Sidonia is of ancient noble ancestry. In "De Koning Drinkt" ("The King Drinks") (1947) we learn that a medieval woman who shares a physical resemblance to her was a royal warrant holder. At the end of the story she marries the king. In "De Stierentemmer" ("The Bull Tamer") (1952) the mayor of the fictional Spanish town Servela tells Sidonia that she is related to the Duke of Medina Sidonia, who was a real 16th century Spanish duke. Even in the 19th century Sidonia still has nobility in her family. In "De Tuf-Tuf Club" (1951) we get to know baron van Stiefrijke, another great-grandfather of her. Her grand aunt Eulalie van Stiefrijke, however, had serious debts, according to "Het Lijdende Leiden" ("The Suffering Leiden") (2011).

==In popular culture==

On June 15, 1995, an illustrated wall was dedicated to Suske and Wiske in the Laekenstraat in Brussels, Belgium. Sidonia is also seen on this wall.

In the 1975-1976 Dutch TV puppet series Suske en Wiske Sidonia's voice was done by Trudy Libosan.
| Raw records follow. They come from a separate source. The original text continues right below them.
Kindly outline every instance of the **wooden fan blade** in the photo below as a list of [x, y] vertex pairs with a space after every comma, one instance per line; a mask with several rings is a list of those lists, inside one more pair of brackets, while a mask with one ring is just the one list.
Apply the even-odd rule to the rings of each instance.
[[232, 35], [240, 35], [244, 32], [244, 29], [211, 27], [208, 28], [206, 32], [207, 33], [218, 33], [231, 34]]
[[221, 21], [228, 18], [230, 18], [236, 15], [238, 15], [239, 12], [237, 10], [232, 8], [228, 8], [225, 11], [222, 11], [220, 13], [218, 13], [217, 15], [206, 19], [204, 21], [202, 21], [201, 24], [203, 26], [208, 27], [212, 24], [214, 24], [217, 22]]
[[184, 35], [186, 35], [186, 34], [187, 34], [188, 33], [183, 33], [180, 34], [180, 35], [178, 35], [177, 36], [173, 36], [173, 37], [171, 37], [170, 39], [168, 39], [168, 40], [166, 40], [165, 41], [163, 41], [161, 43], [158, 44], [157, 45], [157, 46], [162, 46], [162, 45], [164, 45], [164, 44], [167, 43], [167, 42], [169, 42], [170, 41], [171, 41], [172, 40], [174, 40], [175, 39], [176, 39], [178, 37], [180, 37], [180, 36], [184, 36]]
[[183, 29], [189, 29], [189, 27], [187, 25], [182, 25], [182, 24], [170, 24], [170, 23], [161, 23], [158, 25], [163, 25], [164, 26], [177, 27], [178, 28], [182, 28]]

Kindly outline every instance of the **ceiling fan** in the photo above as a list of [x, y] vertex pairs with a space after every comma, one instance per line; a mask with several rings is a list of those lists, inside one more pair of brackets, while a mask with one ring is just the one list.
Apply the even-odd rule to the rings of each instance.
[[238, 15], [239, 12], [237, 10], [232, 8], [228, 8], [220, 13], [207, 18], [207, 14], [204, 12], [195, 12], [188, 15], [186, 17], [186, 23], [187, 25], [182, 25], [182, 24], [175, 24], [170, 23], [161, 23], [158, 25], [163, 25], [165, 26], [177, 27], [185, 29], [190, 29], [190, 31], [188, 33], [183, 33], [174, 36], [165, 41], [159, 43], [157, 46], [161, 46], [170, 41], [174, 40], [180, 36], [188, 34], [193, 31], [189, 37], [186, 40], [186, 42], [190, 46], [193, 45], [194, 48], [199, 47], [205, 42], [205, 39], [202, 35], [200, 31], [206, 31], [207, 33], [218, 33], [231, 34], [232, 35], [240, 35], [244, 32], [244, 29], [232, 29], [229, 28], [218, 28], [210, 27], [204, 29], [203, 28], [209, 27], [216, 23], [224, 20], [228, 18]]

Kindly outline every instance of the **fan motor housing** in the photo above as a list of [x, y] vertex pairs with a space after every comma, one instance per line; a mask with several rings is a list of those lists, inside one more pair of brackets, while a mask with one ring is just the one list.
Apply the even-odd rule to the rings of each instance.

In the 2004 live-action film "Luke and Lucy: The Texas Rangers" she was voiced by Sien Eggers.

In live-action films and plays Sidonia is often portrayed by male actors rather than female. In the 1994 theatrical musical "De Stralende Sterren" ("The Blinking Stars") she was portrayed by Aimé Anthoni, in the 2002 musical "De Spokenjagers" ("The Ghost Hunters") (2002) by Jeroen Maes and in the live-action film De duistere diamant ("The Dark Diamond") (2004) by Peter Van Den Begin. The only female actor to play the part so far was Wanda Joosten.

In the Dutch educational comic strip series Van Nul tot Nu (1982), which tells the history of the Netherlands in comic book form, Alonso Pérez de Guzmán, 7th Duke of Medina Sidonia is caricatured as Tante Sidonia as a nod to Suske en Wiske.